Namjoon garip ortamı toparlamak için öne atıldı.

"Jungkook? Siz tanışıyor musunuz? Bizi de tanıştırsana."

Jungkook ve Yoongi, Namjoon'un sesiyle muhabbetlerine son verip o tarafa doğru döndüler. Jungkook Namjoon'un yanına gelerek Yoongi'yi çağırdı. Büyük olan çok istekli olmasa da Jimin için tanışması gerektiğini biliyordu. Küçüğünün üzülmesini istemezdi.

"Bu Yoongi! Hyungla aynı üniversiteye gidiyoruz ve yakın arkadaşız. Ah ve ayrıca ben Jeon Jungkook. Buraya yeni taşındık, kendimi tanıtmadığım için özür dilerim."

Jimin ilk önce yapılı ve yakışıklı görünen oğlanı baştan aşağıya süzdü. Ardından gülümseyerek elini uzattı.

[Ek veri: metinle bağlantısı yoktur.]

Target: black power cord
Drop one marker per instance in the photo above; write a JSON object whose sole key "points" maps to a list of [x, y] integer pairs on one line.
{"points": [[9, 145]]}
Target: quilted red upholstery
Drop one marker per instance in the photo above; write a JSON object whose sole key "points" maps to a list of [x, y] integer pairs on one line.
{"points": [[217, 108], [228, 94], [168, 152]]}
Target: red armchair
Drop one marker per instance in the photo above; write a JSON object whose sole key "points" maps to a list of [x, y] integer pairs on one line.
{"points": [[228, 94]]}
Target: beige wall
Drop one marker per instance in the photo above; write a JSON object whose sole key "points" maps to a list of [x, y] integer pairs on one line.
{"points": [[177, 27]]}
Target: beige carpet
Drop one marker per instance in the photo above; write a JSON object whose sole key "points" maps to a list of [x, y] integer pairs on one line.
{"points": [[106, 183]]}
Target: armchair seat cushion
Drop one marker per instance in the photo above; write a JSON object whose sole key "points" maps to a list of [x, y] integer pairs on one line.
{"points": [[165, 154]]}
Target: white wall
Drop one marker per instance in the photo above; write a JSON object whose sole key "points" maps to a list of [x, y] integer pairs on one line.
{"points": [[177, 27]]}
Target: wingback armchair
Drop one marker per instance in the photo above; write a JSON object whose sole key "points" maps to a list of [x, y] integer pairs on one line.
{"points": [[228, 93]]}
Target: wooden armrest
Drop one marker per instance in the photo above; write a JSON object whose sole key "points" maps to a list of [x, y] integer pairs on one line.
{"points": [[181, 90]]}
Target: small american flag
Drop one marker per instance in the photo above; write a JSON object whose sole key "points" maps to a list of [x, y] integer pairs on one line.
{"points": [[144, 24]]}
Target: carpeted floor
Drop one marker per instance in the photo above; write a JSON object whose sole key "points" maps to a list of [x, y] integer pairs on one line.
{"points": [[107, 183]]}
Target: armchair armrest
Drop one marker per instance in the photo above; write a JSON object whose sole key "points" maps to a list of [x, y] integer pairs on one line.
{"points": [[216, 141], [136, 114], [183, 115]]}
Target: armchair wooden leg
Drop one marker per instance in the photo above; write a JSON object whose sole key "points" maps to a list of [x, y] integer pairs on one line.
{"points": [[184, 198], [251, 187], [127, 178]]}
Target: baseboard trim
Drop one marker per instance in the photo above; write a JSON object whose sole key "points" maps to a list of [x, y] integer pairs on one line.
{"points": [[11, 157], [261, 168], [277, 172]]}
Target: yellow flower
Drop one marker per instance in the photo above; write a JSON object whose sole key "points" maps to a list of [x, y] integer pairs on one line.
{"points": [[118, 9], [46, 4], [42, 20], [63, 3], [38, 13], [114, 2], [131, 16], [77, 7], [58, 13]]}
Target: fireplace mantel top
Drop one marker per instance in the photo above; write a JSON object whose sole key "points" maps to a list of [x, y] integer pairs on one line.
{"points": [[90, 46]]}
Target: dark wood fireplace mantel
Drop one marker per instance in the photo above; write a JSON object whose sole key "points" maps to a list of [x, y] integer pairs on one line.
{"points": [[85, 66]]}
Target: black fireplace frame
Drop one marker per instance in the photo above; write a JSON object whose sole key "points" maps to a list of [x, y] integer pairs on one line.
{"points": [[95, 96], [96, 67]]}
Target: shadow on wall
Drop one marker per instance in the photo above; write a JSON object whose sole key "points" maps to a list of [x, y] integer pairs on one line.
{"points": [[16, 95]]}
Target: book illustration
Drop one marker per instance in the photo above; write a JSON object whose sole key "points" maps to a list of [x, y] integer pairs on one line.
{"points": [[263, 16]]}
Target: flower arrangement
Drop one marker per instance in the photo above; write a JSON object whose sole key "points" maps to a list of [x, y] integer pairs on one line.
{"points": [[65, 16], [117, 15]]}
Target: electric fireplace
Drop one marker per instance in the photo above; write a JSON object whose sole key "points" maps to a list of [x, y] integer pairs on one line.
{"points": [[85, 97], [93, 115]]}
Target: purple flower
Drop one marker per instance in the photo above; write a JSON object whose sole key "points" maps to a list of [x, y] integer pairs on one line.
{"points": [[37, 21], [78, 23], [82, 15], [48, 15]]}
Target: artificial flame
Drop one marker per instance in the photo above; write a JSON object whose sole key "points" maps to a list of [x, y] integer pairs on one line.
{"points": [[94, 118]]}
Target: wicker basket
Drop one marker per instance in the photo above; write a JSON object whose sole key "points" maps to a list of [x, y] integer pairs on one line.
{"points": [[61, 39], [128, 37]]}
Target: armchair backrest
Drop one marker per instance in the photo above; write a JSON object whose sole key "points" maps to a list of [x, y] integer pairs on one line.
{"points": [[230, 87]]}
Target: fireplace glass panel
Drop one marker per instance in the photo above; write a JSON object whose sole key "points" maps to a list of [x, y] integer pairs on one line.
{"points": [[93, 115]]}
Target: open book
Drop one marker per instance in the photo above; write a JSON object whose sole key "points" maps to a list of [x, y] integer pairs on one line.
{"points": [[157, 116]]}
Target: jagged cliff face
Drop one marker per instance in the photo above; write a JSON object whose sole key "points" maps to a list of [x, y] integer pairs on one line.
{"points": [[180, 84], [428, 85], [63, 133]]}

"Ben Park Jimin. Min Yoongi'nin uzaktan kuzeniyim. Memnun oldum."

"Hyung! Kuzenin olduğunu hiç söylememiştin bana!"

Yoongi bakışlar ona dönünce gerildi. Açıkçası ailesi hakkında konuşmayı sevmezdi ve Jungkook'a da bu yüzden bir şey anlatmamıştı. Jimin'in iyice bozulan yüzü sinirlerini bozarken Jungkook'a yandan uyarırcasına bakmaya başladı.

"Jungkook."

Jungkook kırdığı potun yeni farkına varmış, kendine öfkelenerek dudağını ısırmıştı. Jimin'in bakışlarındaki soğukluğu adeta tüylerini ürpertiyordu.

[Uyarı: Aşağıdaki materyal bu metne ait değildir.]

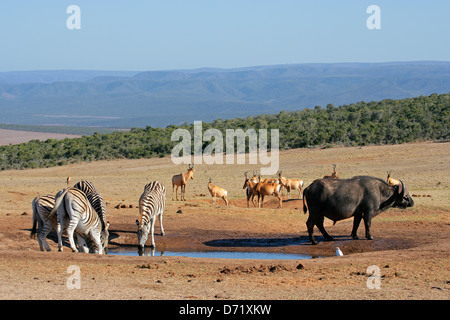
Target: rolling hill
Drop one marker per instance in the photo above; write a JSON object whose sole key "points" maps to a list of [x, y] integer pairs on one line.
{"points": [[161, 98]]}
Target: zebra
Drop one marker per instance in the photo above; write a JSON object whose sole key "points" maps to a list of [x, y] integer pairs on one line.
{"points": [[75, 213], [151, 204], [42, 206], [95, 198]]}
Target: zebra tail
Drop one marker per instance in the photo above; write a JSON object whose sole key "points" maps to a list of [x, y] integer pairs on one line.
{"points": [[58, 200], [35, 217]]}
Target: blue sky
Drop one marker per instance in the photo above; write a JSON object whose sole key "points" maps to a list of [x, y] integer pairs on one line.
{"points": [[173, 34]]}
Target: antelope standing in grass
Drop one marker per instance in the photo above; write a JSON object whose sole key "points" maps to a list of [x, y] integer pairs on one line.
{"points": [[334, 174], [250, 186], [267, 189], [180, 180], [217, 192], [291, 184]]}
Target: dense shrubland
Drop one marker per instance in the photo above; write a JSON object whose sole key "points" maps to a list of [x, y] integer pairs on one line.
{"points": [[383, 122]]}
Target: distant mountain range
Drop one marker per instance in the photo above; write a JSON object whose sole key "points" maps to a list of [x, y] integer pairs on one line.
{"points": [[161, 98]]}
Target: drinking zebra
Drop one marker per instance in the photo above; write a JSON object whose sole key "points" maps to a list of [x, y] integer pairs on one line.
{"points": [[151, 204], [95, 198], [75, 213], [42, 206]]}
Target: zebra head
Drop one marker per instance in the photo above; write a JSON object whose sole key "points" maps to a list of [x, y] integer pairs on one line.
{"points": [[142, 233]]}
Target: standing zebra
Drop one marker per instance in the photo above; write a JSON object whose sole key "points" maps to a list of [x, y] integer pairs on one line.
{"points": [[42, 206], [75, 211], [95, 198], [151, 204]]}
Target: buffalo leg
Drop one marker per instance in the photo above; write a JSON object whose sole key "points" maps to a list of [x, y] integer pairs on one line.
{"points": [[319, 225], [356, 221], [310, 225], [367, 224]]}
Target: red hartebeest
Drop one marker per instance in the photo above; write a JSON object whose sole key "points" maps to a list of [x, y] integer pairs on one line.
{"points": [[333, 174], [180, 180], [217, 192]]}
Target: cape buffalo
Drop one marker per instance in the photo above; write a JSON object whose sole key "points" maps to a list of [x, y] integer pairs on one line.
{"points": [[362, 197]]}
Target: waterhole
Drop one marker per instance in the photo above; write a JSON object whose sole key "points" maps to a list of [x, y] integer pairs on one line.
{"points": [[212, 254]]}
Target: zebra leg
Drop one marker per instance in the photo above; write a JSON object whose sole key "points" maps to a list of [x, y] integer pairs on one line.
{"points": [[96, 242], [40, 227], [43, 233], [70, 230], [152, 231], [59, 229], [82, 245], [160, 224]]}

"Tanıştığıma memnun oldum Yoongi. Ben Namjoon, bu Hoseok, bu da en büyüğümüz Seokjin. Bu yaz daha bir eğlenceli olacak desene!"

Namjoon'un ortamı kurtarmaya çalıştığını anlayan Hoseok ve Seokjin gülümseyerek teker teker Yoongi ile el sıkıştı. Beyaz tenli çocuğun bunaldığını hepsi fark etmişti.

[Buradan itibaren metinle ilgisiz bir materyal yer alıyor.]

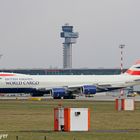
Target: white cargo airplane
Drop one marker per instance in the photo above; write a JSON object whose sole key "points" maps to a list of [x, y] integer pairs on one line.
{"points": [[66, 85]]}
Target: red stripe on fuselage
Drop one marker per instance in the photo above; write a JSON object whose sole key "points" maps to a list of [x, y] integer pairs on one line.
{"points": [[132, 72], [6, 74]]}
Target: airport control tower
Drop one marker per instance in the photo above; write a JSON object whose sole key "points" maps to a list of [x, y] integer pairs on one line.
{"points": [[70, 38]]}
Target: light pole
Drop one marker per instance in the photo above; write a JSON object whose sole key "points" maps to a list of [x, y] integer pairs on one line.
{"points": [[121, 46]]}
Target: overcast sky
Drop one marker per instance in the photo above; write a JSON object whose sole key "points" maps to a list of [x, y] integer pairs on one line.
{"points": [[30, 32]]}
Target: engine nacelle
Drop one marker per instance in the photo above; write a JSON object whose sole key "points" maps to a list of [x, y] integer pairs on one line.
{"points": [[89, 89], [58, 92]]}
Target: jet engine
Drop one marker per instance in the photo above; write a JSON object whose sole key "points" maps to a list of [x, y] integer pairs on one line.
{"points": [[89, 89]]}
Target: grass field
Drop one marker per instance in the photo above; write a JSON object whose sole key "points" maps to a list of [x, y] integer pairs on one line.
{"points": [[32, 120]]}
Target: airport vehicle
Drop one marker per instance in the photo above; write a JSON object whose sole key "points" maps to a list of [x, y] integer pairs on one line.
{"points": [[66, 86]]}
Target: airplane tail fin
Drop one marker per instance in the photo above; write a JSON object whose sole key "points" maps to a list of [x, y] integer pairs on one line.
{"points": [[135, 69]]}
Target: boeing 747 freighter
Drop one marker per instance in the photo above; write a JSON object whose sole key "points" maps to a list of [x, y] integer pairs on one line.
{"points": [[66, 85]]}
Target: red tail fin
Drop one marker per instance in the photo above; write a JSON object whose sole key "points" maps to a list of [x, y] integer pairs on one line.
{"points": [[135, 69]]}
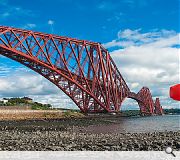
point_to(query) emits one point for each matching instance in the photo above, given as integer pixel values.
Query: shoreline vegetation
(31, 126)
(24, 108)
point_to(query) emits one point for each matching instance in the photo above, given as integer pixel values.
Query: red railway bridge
(83, 70)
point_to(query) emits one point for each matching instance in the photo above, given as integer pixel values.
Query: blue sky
(130, 29)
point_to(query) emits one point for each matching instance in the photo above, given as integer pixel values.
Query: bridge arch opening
(130, 107)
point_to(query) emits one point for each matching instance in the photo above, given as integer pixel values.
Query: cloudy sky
(141, 35)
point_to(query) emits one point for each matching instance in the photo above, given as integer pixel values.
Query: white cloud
(144, 59)
(148, 59)
(29, 26)
(50, 22)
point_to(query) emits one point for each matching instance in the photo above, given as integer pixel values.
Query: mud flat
(66, 135)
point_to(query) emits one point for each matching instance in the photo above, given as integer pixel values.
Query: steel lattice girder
(82, 69)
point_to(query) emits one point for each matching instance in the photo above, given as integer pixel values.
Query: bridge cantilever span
(83, 70)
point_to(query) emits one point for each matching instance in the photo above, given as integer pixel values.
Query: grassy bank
(37, 114)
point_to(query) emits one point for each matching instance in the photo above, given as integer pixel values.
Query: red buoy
(175, 92)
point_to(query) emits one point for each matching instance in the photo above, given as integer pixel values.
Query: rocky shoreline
(63, 136)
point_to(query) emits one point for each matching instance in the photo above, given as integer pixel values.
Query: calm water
(138, 124)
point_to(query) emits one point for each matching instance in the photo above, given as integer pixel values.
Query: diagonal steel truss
(83, 70)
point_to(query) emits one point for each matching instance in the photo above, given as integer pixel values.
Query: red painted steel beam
(83, 70)
(175, 92)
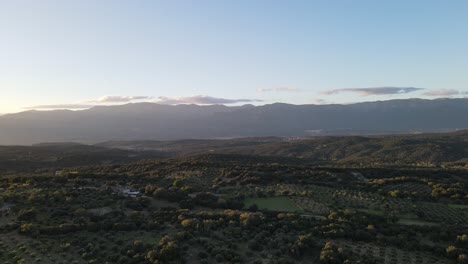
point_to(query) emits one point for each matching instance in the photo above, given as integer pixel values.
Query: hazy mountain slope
(404, 149)
(148, 121)
(59, 155)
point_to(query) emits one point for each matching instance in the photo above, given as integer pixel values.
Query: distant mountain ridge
(149, 121)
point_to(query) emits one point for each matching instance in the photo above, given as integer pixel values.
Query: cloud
(443, 92)
(119, 99)
(201, 99)
(320, 101)
(279, 89)
(60, 106)
(387, 90)
(115, 100)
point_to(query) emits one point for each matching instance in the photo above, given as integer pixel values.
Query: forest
(387, 199)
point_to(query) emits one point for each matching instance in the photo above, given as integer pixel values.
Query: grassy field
(458, 206)
(280, 203)
(405, 221)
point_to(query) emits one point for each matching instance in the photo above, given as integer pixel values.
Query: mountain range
(150, 121)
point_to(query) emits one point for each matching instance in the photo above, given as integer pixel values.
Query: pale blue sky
(73, 52)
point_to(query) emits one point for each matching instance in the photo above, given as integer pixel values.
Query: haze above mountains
(149, 121)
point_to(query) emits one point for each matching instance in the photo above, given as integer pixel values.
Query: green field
(405, 221)
(279, 203)
(458, 206)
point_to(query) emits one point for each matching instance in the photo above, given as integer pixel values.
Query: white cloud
(386, 90)
(201, 99)
(443, 92)
(119, 99)
(60, 106)
(279, 89)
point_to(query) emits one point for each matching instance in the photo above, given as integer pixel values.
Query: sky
(75, 54)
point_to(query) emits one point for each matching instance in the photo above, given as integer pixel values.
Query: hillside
(403, 149)
(149, 121)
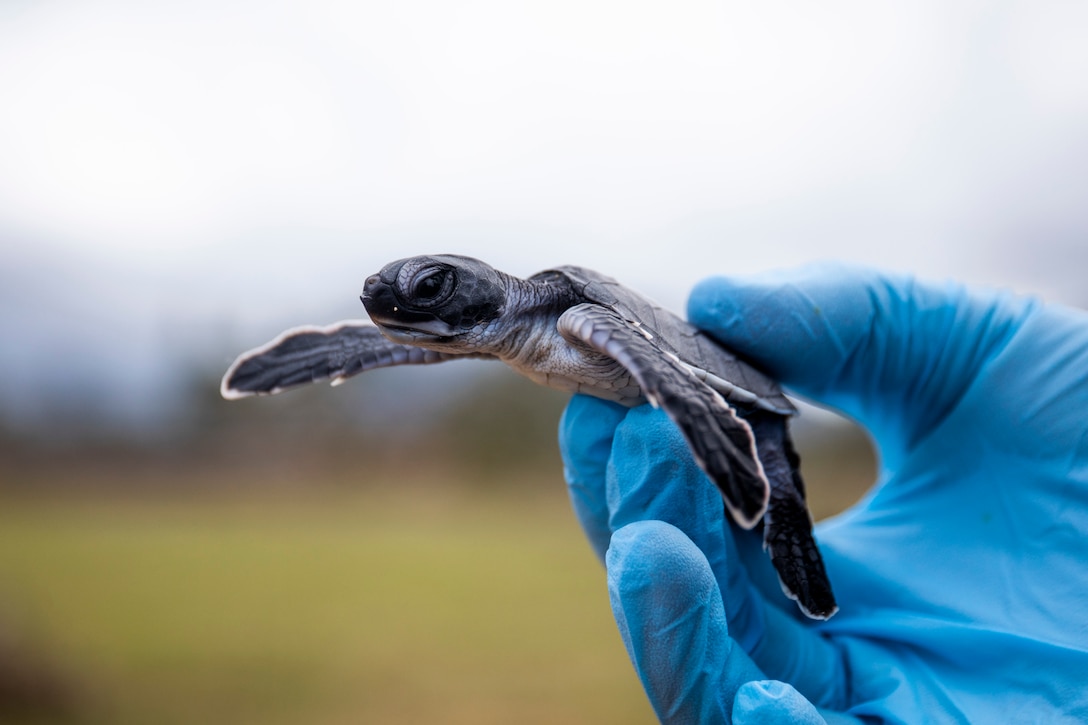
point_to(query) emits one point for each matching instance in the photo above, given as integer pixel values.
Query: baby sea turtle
(580, 331)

"Siz sahile inin biz eşyalarımızı yerleştirdikten sonra yanınıza geliriz."

Taehyung başıyla onayladıktan sonra önden önden yürümeye başladı. Jungkook kırdığı potun üzüntüsüyle yavaş yavaş en arkadan geliyordu. Namjoon ve Seokjin hararetli bir şekilde konuşurken Hoseok tepkisizdi.

"Jungkook! O kıçını oynat ve arkada kalma!"

Taehyung çocuğun moralinin düştüğünü fark etmişti. Jungkook'a ne kadar Jimin'i üzdüğü için sinir olmuş olsa da yaptığı şeyin kasti olmadığının farkındaydı. Küçüğünün bakışları ayna gibiydi adeta ve tüm duyguları çok rahat bir şekilde okunuyordu. Gözlerini yerden çekmiyor, sürekli dudağını dişliyordu.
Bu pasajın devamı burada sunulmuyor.